DocT5Query
DocT5Query
DocT5Query (also known as doc2query—) is a document expansion method that uses a sequence-to-sequence model (specifically T5) to generate synthetic queries for a document. These generated queries are appended to the document text before indexing with a standard sparse retriever like BM25.
Bridging the Vocabulary Gap
Traditional lexical search requires exact term overlap. DocT5Query predicts what questions a document might answer.
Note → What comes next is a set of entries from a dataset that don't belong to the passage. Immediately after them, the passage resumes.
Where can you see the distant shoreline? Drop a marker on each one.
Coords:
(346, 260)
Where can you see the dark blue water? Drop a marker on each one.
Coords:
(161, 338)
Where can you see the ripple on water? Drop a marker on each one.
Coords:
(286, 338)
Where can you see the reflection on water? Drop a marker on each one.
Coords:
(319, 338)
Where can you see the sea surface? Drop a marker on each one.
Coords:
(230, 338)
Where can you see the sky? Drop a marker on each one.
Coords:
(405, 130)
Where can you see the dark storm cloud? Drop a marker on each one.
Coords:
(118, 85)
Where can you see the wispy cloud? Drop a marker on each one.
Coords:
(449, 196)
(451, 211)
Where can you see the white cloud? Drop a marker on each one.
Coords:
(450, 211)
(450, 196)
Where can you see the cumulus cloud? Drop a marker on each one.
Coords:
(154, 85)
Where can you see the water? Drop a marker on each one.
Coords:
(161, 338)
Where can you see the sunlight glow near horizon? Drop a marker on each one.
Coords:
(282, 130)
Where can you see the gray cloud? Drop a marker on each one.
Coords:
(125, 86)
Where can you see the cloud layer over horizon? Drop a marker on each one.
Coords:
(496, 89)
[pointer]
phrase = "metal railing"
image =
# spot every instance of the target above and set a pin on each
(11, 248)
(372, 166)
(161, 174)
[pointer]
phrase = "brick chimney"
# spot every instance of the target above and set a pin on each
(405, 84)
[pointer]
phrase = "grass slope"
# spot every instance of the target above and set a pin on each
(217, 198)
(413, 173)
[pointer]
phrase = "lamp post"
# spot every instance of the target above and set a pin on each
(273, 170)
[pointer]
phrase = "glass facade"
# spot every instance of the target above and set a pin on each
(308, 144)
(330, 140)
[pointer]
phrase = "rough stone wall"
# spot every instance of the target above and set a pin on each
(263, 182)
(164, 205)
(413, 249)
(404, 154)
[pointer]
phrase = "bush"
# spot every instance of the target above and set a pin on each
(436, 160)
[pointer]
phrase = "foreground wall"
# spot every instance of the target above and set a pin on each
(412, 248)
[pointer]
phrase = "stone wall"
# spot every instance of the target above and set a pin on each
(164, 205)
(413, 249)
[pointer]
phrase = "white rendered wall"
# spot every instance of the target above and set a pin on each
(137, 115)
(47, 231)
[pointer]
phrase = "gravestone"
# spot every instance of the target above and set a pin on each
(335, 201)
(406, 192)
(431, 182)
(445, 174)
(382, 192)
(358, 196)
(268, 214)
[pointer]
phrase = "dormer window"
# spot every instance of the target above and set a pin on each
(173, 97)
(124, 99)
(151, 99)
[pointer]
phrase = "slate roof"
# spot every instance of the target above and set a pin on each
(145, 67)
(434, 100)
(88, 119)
By adding these predicted questions (and their vocabulary) to the document, the model helps bridge the gap between user queries and document language, effectively performing “expansion at index time.”
Key Mechanism
- Training: A T5 model is trained on a dataset of (Query, Document) pairs to predict the query given the document.
- Generation: For every document in the collection, the model generates (e.g., 40-80) synthetic queries.
- Appending: The generated queries are concatenated to the original document text.
- Indexing: The expanded documents are indexed using a traditional inverted index (e.g., Lucene, Pyserini).
Connections
- Extends: BM25 by adding semantic context via expansion.
- Comparison: Unlike DeepCT, which re-weights existing terms, DocT5Query adds new terms.
- Complementary to: Neural Reranking, where DocT5Query provides a better set of initial candidates.